A second person has been killed by an exploding air bag inflator made by a Tennessee company that has been under investigation by a federal agency for more than six years without any resolution.
DETROIT — A second person has been killed by an exploding air bag inflator made by a Tennessee company that has been under investigation by a federal agency for more than six years without any resolution.
On Wednesday, the National Highway Traffic Safety Administration posted recall documents filed by General Motors that revealed the second death, the driver of a 2015 Chevrolet Traverse SUV with an ARC inflator that blew apart, spewing shrapnel. No details were given about where and when the death occurred.
NHTSA has said that ARC Automotive of Knoxville has manufactured about 8 million inflators used nationwide in vehicles made by General Motors, Fiat Chrysler (now Stellantis), Kia and Hyundai.
Some auto safety advocates say the investigation has dragged on for too long, and is an example of deadly consequences of an understaffed and underfunded agency.
“NHTSA should have been all over this along time ago,” said Rosemary Shahan, president of California-based Consumers for Auto Reliability and Safety. “There’s just no denying that it’s a (safety) defect.”
The second death should not have happened, and vehicles with faulty ARC inflators should have been recalled faster, Shahan said.
“This is what keeps me awake at night, knowing that a lot of times they wait until there’s a fatality or terrible injury before they act,” she said.
The agency, Shahan said, is “grossly underfunded,” but it still should have sought recalls of the ARC inflators.
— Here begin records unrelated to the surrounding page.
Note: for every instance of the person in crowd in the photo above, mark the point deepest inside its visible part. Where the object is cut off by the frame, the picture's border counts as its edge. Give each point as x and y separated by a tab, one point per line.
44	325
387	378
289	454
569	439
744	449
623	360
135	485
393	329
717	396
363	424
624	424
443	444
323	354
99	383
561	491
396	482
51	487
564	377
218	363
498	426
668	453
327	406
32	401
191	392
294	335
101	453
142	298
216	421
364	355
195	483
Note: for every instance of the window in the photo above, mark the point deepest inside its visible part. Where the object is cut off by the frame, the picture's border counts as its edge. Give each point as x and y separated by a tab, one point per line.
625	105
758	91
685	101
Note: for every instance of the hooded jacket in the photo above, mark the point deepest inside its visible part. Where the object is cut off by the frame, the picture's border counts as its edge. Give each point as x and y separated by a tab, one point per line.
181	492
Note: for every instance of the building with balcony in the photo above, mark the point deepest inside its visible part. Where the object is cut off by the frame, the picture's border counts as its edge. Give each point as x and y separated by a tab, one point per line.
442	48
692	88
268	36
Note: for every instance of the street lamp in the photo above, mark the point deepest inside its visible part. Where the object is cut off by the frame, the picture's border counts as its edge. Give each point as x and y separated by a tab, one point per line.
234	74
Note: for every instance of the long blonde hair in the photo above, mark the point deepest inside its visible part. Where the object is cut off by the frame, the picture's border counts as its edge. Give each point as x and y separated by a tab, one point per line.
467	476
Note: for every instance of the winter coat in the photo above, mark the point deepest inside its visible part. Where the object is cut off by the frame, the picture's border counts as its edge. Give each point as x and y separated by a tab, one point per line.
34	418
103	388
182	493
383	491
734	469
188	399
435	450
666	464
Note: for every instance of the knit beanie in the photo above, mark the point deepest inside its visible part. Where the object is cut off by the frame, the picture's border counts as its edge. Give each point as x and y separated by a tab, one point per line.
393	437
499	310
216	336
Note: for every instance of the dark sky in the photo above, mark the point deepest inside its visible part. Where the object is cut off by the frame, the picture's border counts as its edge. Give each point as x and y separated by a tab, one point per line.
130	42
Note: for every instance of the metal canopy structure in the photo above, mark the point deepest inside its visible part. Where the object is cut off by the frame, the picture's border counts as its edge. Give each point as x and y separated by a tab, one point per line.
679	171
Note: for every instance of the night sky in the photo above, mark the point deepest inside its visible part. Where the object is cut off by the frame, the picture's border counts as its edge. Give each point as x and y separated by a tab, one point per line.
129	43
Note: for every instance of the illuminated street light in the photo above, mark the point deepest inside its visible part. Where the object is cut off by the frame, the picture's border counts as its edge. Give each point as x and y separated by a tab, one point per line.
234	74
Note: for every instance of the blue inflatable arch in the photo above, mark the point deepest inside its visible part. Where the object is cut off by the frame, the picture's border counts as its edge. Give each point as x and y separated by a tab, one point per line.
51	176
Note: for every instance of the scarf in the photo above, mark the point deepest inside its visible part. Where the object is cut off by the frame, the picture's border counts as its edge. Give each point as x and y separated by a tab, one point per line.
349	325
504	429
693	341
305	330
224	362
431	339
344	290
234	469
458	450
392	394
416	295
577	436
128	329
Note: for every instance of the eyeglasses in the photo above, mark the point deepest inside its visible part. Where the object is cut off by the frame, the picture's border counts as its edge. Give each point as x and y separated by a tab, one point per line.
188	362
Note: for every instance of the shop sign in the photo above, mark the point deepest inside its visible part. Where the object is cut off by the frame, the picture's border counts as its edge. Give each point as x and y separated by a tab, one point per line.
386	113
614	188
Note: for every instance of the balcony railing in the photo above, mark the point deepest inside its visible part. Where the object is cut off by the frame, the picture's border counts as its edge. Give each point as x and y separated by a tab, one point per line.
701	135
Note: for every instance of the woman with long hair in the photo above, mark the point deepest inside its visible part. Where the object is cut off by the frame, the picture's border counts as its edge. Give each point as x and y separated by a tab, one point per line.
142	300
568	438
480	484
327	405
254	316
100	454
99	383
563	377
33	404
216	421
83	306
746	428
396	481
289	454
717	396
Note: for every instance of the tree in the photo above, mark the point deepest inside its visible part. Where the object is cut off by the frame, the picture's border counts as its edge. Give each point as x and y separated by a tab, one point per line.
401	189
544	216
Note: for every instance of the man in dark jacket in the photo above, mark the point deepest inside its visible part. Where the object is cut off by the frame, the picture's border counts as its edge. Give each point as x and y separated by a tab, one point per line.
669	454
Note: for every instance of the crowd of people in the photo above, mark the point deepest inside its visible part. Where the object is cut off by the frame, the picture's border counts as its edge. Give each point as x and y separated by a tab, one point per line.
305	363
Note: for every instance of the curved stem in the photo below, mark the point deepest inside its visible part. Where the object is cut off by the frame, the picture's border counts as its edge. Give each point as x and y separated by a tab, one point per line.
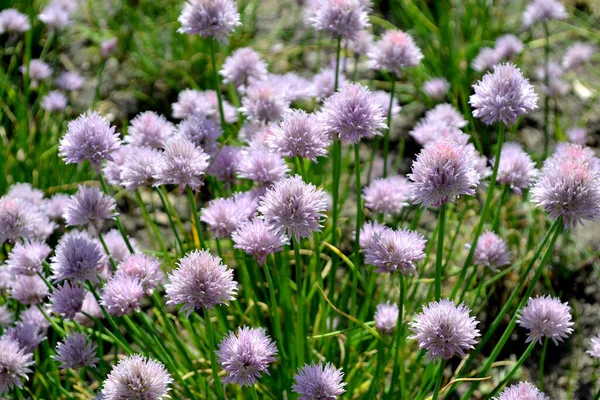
386	138
440	253
484	214
211	351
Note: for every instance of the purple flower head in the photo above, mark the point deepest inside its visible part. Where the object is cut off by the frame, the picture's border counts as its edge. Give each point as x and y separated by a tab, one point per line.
516	168
6	316
122	295
27	258
55	16
486	59
362	43
293	207
89	206
392	251
116	245
577	135
14	361
29	289
182	164
436	88
383	99
577	55
34	317
543	11
67	299
299	135
263	103
90	307
258	240
394	52
145	268
209	18
318	382
148	129
546	317
112	168
443	171
343	18
139	168
54	101
245	356
386	317
202	132
69	81
444	330
76	352
27	336
89	137
13	22
108	47
447	114
225	164
38	70
428	131
491	251
262	165
224	215
137	377
323	83
569	186
521	391
352	114
387	195
200	281
503	95
370	231
243	67
77	257
508	46
20	218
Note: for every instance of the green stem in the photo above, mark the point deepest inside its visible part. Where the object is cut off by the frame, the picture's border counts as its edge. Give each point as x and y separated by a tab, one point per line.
440	253
211	351
439	380
542	361
386	138
213	50
194	208
484	213
546	84
300	336
171	222
117	219
514	369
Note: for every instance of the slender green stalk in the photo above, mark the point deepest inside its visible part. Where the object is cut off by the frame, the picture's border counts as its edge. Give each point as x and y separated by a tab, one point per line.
300	335
558	228
440	252
542	362
546	96
514	369
484	213
358	226
171	222
398	371
117	219
211	350
439	380
386	138
213	58
194	208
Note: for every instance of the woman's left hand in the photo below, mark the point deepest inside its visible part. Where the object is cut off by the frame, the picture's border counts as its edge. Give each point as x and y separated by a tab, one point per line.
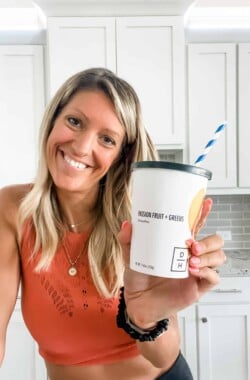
150	298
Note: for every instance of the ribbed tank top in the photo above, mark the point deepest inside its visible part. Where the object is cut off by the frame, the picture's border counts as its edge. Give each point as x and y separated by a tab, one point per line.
70	321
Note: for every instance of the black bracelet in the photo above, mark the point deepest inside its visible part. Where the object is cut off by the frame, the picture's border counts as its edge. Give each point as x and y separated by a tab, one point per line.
135	332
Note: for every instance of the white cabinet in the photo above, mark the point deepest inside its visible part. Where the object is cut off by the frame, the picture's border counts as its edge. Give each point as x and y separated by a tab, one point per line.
224	341
215	333
146	51
244	114
211	101
219	90
21	360
150	55
77	43
187	325
21	107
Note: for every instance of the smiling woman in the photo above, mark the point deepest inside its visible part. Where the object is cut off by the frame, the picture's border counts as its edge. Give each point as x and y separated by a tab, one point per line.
66	238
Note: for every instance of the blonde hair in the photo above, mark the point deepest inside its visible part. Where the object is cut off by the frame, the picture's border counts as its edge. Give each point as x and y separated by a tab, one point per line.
41	206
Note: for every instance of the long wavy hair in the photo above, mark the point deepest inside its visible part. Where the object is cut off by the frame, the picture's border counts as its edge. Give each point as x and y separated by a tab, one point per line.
113	205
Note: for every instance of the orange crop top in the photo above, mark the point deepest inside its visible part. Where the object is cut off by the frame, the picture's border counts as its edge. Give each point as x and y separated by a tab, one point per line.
70	321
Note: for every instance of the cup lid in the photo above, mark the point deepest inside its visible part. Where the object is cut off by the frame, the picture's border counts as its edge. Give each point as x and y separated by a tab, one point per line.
174	166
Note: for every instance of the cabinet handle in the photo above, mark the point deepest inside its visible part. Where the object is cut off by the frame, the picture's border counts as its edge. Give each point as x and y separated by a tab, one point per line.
227	291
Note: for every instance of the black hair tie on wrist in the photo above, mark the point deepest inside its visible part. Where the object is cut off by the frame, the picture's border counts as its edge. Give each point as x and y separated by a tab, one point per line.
131	329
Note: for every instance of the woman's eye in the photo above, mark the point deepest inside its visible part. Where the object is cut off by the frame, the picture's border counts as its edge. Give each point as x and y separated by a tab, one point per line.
108	140
74	122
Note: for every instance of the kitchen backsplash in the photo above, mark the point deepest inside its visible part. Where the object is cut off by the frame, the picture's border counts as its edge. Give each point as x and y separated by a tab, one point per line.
230	213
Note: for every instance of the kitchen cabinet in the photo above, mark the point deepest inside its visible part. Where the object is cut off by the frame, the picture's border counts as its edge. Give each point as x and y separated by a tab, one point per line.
21	107
211	101
244	115
218	89
215	332
147	51
21	360
188	331
223	341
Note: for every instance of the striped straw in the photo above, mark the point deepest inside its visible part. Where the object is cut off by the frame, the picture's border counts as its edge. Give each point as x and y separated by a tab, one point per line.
210	144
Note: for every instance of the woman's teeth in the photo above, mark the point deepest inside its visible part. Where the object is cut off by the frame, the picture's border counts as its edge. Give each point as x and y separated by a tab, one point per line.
73	163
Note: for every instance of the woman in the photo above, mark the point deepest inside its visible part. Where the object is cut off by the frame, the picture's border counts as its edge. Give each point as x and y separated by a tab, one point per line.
67	237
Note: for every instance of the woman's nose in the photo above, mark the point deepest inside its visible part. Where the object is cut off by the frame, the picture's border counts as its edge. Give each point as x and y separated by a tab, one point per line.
84	143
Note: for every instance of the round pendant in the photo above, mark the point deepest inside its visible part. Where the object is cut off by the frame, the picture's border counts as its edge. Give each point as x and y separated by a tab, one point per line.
72	271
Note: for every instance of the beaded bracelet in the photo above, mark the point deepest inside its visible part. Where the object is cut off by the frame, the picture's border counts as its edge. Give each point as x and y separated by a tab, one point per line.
134	331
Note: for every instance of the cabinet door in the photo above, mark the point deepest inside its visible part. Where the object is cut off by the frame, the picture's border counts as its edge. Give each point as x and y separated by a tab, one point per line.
244	114
224	342
21	107
21	359
150	55
78	43
212	100
187	325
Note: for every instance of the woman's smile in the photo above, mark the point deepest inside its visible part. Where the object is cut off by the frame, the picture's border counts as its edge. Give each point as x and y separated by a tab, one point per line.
85	141
74	164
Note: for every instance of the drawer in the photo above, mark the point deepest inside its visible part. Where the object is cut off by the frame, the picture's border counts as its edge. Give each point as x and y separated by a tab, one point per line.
230	289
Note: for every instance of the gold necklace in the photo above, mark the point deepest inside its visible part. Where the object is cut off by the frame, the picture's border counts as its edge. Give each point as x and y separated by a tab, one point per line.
72	271
74	225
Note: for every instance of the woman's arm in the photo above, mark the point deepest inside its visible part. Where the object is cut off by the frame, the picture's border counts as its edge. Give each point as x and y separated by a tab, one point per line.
150	299
9	262
163	352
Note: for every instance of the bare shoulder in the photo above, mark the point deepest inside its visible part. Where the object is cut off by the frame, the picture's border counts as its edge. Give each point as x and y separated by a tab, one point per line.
10	200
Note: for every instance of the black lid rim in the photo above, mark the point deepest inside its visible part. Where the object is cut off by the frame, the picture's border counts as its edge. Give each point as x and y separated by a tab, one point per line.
174	166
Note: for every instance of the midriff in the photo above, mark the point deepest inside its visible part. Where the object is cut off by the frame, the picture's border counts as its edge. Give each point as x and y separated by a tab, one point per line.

She said historically NHTSA has taken little action during Republican administrations but has ramped up safety efforts when Democrats control the White House.
Messages were left Wednesday seeking comment from NHTSA and ARC.
The GM recall covers 550 Chevy Traverse SUVs from the 2013 through 2017 model years, as well as Buick Enclave SUVs from 2008 through 2017. The automaker said in a statement that the faulty front driver’s air bag inflators were either installed at the factory or in replacement air bag modules.
GM documents posted by NHTSA Wednesday show that the company is recalling cars with inflators from the same manufacturing lot.
“We make safety recall decisions based on data,” spokesman Dan Flores said in an email. “Based on our investigation this recall only covers the 550 vehicles included in this field action.”
Customers will be notified about the recall by letters starting around Nov. 22.
GM has said previously that 1.2 million of its vehicles had ARC inflators.
NHTSA, the agency charged with with keeping America’s automobiles and roads safe, began investigating ARC inflators in July of 2015 after two people were injured by flying shrapnel. The investigation became more urgent in 2016, when a Canadian woman driving an older Hyundai Elantra was killed by metal air bag fragments.
Public records show only a little progress on the probe. In April, the agency posted a memo in saying it was reviewing volumes of information it received from ARC.
ARC inflators are similar to dangerous devices made by bankrupt Takata Corp. of Japan. Both use ammonium nitrate to create a small explosion to inflate the bags in a crash, and both can blow apart metal canisters that hold the chemical. But unlike Takata, ARC uses ammonium nitrate only as a secondary method of inflating the bags.
Ammonium nitrate can deteriorate when exposed repeatedly to high temperatures and humidity, and it can burn too fast, making explosions larger.
At least 19 people in the U.S. and 28 worldwide have been killed by exploding Takata inflators. More than 400 have been injured in the U.S.
In the most recent recall, GM wrote that it found out about the death on Sept. 2 and it decided to do the recall on Oct. 2. Documents say a GM investigation has not identified any other inflator ruptures involving vehicles involved in the recall.
In 2019, GM recalled 1,145 Chevrolet Malibu sedans from the 2010 and 2011 model years after finding out that a driver had been injured by an exploding ARC inflators.
Jason Levine, executive director of the nonprofit Center for Auto Safety, said manufacturers have tried in the past to limit the size of recalls, only to add more vehicles later as they did at the start of the Takata cases.
“Despite allowing its 2015 investigation to lie dormant, hopefully NHTSA will act on lessons learned from its Takata experience of defective inflators used by multiple manufacturers,” he said.